So on the fall evening in question we wandered into a local bodega for libations. They sold wine along with canned beans, Windex, 6 day old tubular meat, and the like. Mind you this was wine in the purely academic sense. It once had been grapes, it sat in a container somewhere, and it contained alcohol. Given my status as both student and person who was fucking atrocious at managing his personal finances, I had with me approximately 7 pounds sterling as bartering chips. My eyes alighted on the perfect junction of lack of funding and dire need to get fucked up: A bottle of Bulgarian Merlot at the very fair price of 2 pounds and 99 pence. Beautiful, I’ll take two my good man! Why only one bottle of Bulgarian bliss when you have currency enough for two, I say? We headed back to the aforementioned dorm flats to the common area kitchen that each shared. By this time all the other international transfers knew that when the English-speaking students were in the common area, it was best to retreat to your own room and double-lock the door. One amongst us, whose name I no longer recall, was the son of an Investment Banker from NYC. Most of the rest of us were your average, run-of-the-mill 19 year olds looking to get fucked up for 4 months with no one to answer to. So was he, but given his upbringing he knew enough that Bulgarian Merlot was not to be trusted and warned me as best he could. I chose to ignore his advice and proceeded to pour myself a very tall wine glass full of the sweet elixir. I recall the name of the wine translating loosely to “The blood of the bull”. Alas, if only it had been actual bull’s blood I could have avoided much suffering. When the corkscrew penetrated the cork it disintegrated as though it had been in a desert for 5,000 years. This is a sure sign that you are about to drink wine of the finest quality. At first sip I was acutely aware that it contained not only some sort of scrub-brush grape-like fruit from the hills of Bulgaria, but also motor fuel, ether, and the petrified screams of children. In this epoch of my youth I did not let trifling matters like burning nostrils and stabbing pains in my abdomen stop me in my pursuit of a buzz. So continue to drink this Eastern Bloc failure tonic, did I. Needless to say the evening is not long on memories.
I awoke the following morning, which is to say my short, labored breaths, heart palpitations, and blue-skinned cold sweating was interrupted by a period of painful wakefulness. At this moment I knew what a recovering heroine addict felt like. I realized at that very moment that failure was one possible outcome in life. The room swayed like a boat in rough seas. Though I have no proof and have never been certain if in fact this happened, I could have sworn there was an old Asian woman squatting in the corner, wafting incense in the direction of my soon-to-be corpse, reading chicken bones and chanting benedictions in an extinct language.

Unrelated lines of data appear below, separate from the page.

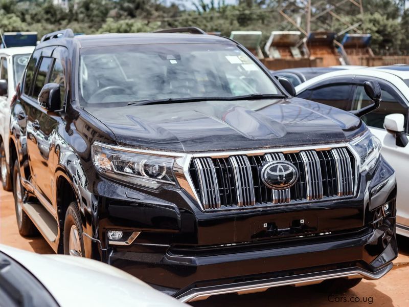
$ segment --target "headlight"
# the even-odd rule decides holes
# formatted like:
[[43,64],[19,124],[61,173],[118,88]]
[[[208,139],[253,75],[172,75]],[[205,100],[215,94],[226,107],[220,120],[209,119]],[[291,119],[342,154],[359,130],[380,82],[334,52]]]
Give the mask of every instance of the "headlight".
[[360,158],[359,171],[372,168],[380,154],[382,144],[379,139],[368,131],[351,144]]
[[173,158],[125,151],[99,142],[92,151],[94,165],[107,177],[153,189],[176,182]]

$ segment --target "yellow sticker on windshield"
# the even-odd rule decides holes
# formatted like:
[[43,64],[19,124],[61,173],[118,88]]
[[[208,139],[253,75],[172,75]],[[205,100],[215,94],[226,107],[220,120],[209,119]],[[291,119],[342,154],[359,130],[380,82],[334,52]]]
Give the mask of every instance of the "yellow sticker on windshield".
[[243,64],[241,67],[248,72],[252,72],[257,70],[257,67],[254,64]]

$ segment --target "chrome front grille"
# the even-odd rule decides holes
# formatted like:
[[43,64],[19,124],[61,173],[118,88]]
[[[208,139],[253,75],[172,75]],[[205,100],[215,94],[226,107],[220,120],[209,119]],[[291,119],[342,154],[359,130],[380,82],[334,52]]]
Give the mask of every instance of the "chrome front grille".
[[[270,189],[260,178],[262,166],[276,160],[291,162],[298,171],[298,180],[288,189]],[[204,209],[232,209],[350,196],[355,192],[356,167],[350,150],[339,147],[194,158],[189,174]]]

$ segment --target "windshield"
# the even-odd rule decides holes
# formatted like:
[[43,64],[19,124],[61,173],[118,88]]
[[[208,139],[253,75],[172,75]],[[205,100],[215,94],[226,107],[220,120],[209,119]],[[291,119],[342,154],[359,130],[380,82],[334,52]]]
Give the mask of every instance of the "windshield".
[[235,46],[161,44],[84,48],[79,60],[80,103],[281,94]]
[[22,73],[26,68],[30,59],[30,54],[18,54],[13,57],[13,69],[14,73],[14,87],[17,85],[17,83],[20,82],[20,79],[22,76]]

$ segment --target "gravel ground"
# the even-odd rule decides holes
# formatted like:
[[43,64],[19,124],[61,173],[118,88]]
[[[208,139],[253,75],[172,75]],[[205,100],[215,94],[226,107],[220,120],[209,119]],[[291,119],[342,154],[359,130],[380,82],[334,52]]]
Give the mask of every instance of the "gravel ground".
[[[220,295],[192,304],[212,306],[409,306],[409,239],[398,237],[399,256],[394,268],[376,281],[363,280],[342,295],[317,292],[313,286],[284,287],[265,292]],[[11,193],[0,190],[0,244],[41,254],[53,251],[41,237],[24,238],[18,234]]]

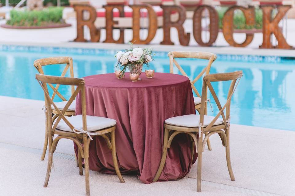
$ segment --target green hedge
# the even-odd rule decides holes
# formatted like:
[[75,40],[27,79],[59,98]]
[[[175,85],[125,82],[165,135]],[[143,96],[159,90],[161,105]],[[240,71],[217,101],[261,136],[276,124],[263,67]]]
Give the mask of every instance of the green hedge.
[[[9,5],[12,6],[16,6],[21,0],[9,0]],[[5,5],[5,0],[0,0],[0,2],[1,2],[2,5]],[[50,2],[53,4],[54,5],[56,6],[57,4],[57,0],[44,0],[44,1],[43,2],[43,4],[44,5],[46,5],[48,3]],[[26,5],[25,2],[24,4]],[[69,0],[61,0],[61,4],[63,6],[68,6],[69,5]]]
[[50,7],[42,10],[20,11],[13,9],[10,19],[6,24],[18,26],[40,26],[65,23],[62,20],[62,7]]
[[[222,28],[222,19],[227,8],[222,8],[217,9],[219,16],[219,28]],[[238,29],[250,29],[252,28],[261,29],[262,24],[262,11],[259,9],[255,9],[255,22],[254,25],[246,24],[246,19],[244,13],[240,10],[236,10],[234,15],[234,28]]]

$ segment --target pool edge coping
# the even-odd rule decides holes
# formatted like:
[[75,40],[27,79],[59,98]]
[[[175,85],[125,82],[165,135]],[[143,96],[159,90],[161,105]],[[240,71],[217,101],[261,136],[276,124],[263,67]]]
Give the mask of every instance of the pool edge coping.
[[[65,42],[60,43],[26,43],[0,42],[0,45],[26,46],[43,46],[107,50],[124,49],[129,47],[127,44],[112,43],[93,43],[91,42]],[[209,52],[221,55],[261,55],[274,56],[282,57],[295,58],[295,50],[280,49],[265,49],[250,47],[238,47],[231,46],[201,47],[183,46],[180,45],[161,45],[159,44],[136,45],[143,47],[152,47],[159,51],[167,52],[173,51],[195,51]],[[173,50],[171,50],[171,47]]]

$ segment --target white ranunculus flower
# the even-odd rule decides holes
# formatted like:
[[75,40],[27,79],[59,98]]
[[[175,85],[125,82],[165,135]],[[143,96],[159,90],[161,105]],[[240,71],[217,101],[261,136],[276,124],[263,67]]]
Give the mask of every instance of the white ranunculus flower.
[[122,51],[119,51],[118,52],[118,53],[117,53],[117,54],[116,55],[116,57],[117,58],[117,60],[118,61],[120,60],[120,59],[121,58],[121,57],[122,56],[122,55],[124,54],[124,52],[122,52]]
[[128,56],[129,56],[129,55],[132,53],[132,51],[128,51],[128,52],[126,52],[124,53],[124,54],[123,54],[122,56],[124,56],[128,57]]
[[148,62],[151,62],[151,57],[148,55],[146,55],[145,58],[148,60]]
[[134,48],[132,51],[132,54],[136,57],[141,56],[143,54],[144,49],[140,48]]
[[120,62],[122,65],[126,65],[129,61],[128,56],[122,55],[121,57],[121,58],[120,59]]

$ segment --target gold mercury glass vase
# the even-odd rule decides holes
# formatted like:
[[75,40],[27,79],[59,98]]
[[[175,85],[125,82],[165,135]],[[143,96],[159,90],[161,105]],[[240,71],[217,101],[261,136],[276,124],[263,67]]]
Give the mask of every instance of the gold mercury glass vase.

I am confident that during the remainder of that morning, as the skies blackened and the rain fell, Crom and Satan himself fought a pitched battle for my soul. I like to think Crom won, but that is a matter for historians to decide. The bards and minstrels still sing of the “The Night Of the Bull’s Blood” at royal court banquets to this day, or so I’ve been told.
And that, my friends, is the worst wine I ever drank.